The first deal, the CityCenter buyout, largely hinged on Dubai World’s willingness or interest in selling its ownership stake to MGM, he said. Perhaps the sale-leaseback was a deal of opportunity for either MGM or Blackstone.
But who was — and who wasn’t — part of the second part of the deal surprised Hightower.
“Anybody who follows (MGM Growth Properties) was a little bit disappointed that they were not able to play a role here,” he said of MGM’s real estate spinoff.
Blackstone
Las Vegas’ casino real estate market has seen plenty of action over the past several years, and in many cases, Blackstone has been in the middle of it.
The firm, led by billionaire Stephen Schwarzman, acquired The Cosmopolitan of Las Vegas in 2014 for $1.73 billion. It also bought the Bellagio’s real estate in 2019 for about $4.2 billion and leased it back to MGM Resorts, and partnered on a $4.6 billion deal in early 2020 — shortly before the pandemic hit — to acquire MGM Grand and Mandalay Bay’s real estate and lease the properties back to MGM Resorts.
Tyler Henritze, head of real estate acquisitions in the Americas for Blackstone, said in a statement to the Review-Journal that Las Vegas is one of Blackstone’s “highest conviction markets, and this transaction reinforces our confidence in the city and a robust recovery.”

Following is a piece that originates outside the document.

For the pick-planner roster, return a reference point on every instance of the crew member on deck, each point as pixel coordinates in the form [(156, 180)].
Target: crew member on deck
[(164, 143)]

“CityCenter is a complementary addition to Blackstone’s portfolio of high-quality assets on the Strip and we look forward to continuing our partnership with MGM Resorts,” he said.
Henritze also said such deals are attractive for several reasons, including “long-term leases with stable cash flows and no capital expenditure obligations, and in this case, a full corporate guaranty of rent payments from a best-in-class operator.”